In the lobby below, the double doors give an impressive creak and groan as they’re rammed from the outside. John jumps, and the woman raises one eyebrow.
“That door won’t take them long,” she says. She shoves her hands into the pockets of her leather jacket and lifts her chin. “How about you show me the projection room?” It’s a question, technically, but she turns and starts towards the projection room before he can answer.
The doors on the first floor shake on their hinges again, and John keeps close at her heels, frowning.

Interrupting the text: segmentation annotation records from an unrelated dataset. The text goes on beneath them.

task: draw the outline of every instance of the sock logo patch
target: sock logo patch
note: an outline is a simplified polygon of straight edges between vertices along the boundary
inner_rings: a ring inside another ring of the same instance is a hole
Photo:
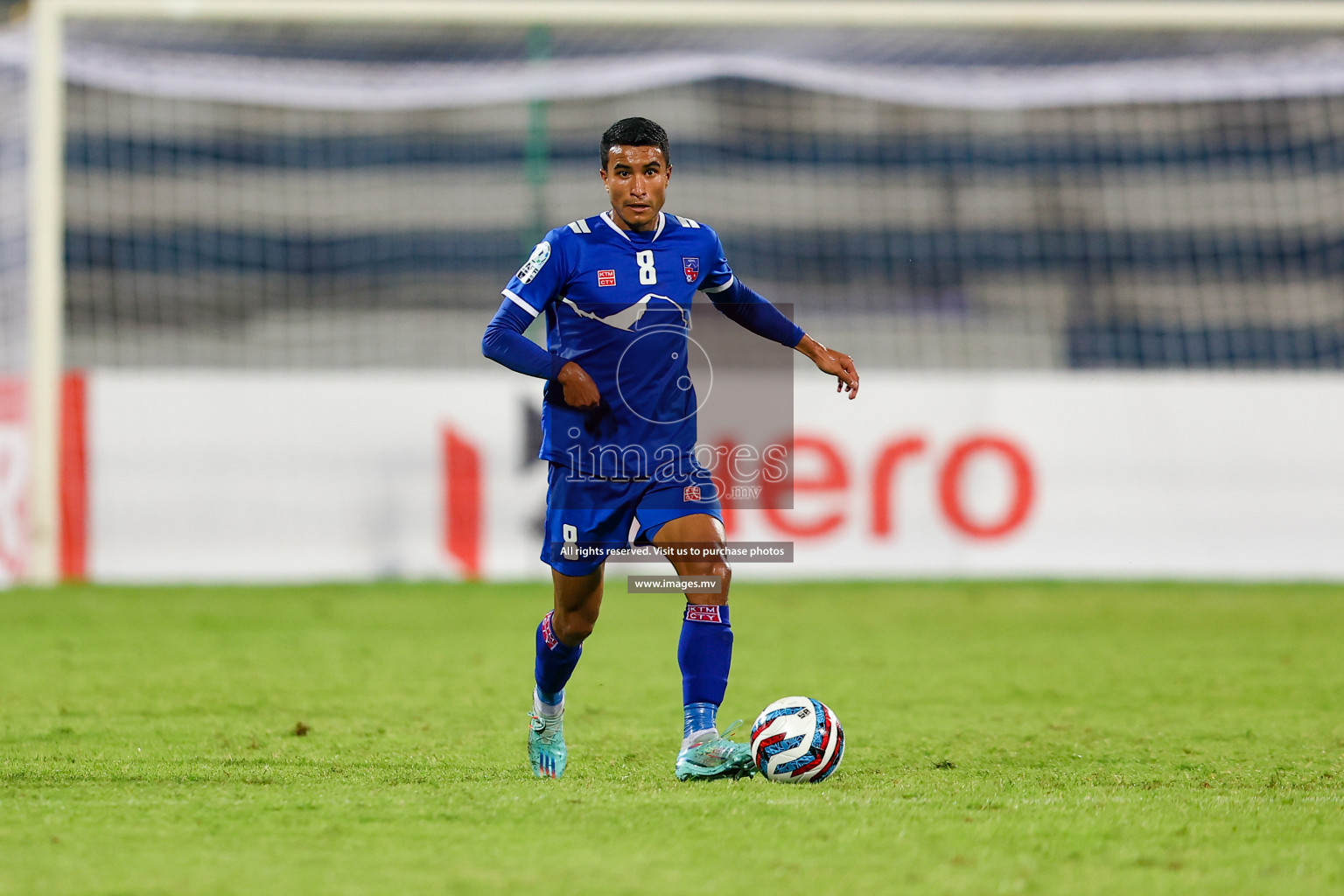
[[[723,622],[723,614],[719,613],[719,609],[712,603],[688,603],[685,604],[685,618],[691,622]]]
[[[546,646],[552,650],[560,643],[560,639],[556,638],[555,633],[551,630],[551,617],[554,615],[555,610],[551,610],[542,618],[542,639],[546,641]]]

Why are the pretty ones always mental?
--
Not two minutes after they’ve locked the door to the projection room, there’s a loud crash on the first floor. The woman pulls an impossibly large thing out of her impossibly small pocket, her penlight opens a compartment on the projector that really shouldn’t be there, and when John peeks through the window to the auditorium down below, he catches sight of something with a giant gun and several more limbs than it ought to have.
He’s beginning to suspect there may be the tiniest degree of method to the woman’s madness.
“They’ve built their base underneath the theatre,” she’s explaining while she works - which seems to consist entirely of waving her penlight at a strange-looking circuit board she pulled from her pocket. “Great place for it, because if anyone hears any strange rumbling or odd noises, they assume it’s coming from the theatre next door playing James Bond or something.”
John, rather distracted by the heavily-armed alien stalking about the aisles of his largest auditorium, only manages to squeak in reply.
“They’ve been sucking power from you, too,” she goes on. Her penlight whirrs every time she uses it. “Bet they even knocked out the power a few times. Am I right?”
John moves away from the window and leans heavily against the wall, staring at her. “They’ve got guns.”
Her lips twitch in amusement. “Yeah. Scared?”
Instinctively, he straightens his tie and stands up straighter. Scared? Why should he be scared? It wasn't as though aliens existed and had set up camp underground beneath his theatre and were now stalking around with guns and slaves in motorcycle helmets --
Oh, wait.
He sniffs. “No.”
This time, she out-right laughs. “You’re cute when you lie.” She shoves the circuit board back into her jacket and grins. “Don’t worry. You’ll be fine. I’m good at this. I’ve only died five times.”
“You are mad,” he announces.
And then the door to the projection room breaks down, and the woman leaps to her feet.
--
They wind up far below the theatre, surrounded by imposing technology in what the woman calls “the base” and what John privately calls “the mothership”. There are plenty of aliens and even more guns, at some point everyone seems convinced it’s a matter of global importance, and it’s more than a little terrifying, truth be told. John’s fairly certain his heart has never done nearly so many acrobatics in his chest before.
But the woman is bizarrely calm about it all, and John manages to distract them long enough by babbling that she finds time to drop her circuit board behind one of their impressive alien computers, and somehow she even manages to get rid of the guns pointed at their heads long enough to grab his hand and make a break for it.
“What’s your name, by the way?” she calls as they weave up the stairs, dodging the occasional laser blast that reminds John far too much of Star Wars. Their arms jerk awkwardly between them, and truthfully he thinks it makes it more difficult to run, but he clings to her hand anyway, and she doesn’t seem to be any more eager to let go.
“John Smith,” he calls back, and he’s about to ask hers, but then they burst out into the parking lot and he gulps in a breath instead.
“Your parents weren’t creative people, were they?” She raises her eyebrows. “Well, John Smith, as I’ve just planted a pretty powerful explosive in the ground beneath us, I suggest we get out of here.” She grins at him again, her tongue peeking out between her teeth. “We’ll take my ride. It's faster.”
Before he can catch his breath to protest, she pulls him across the parking lot towards a big, blue wooden box.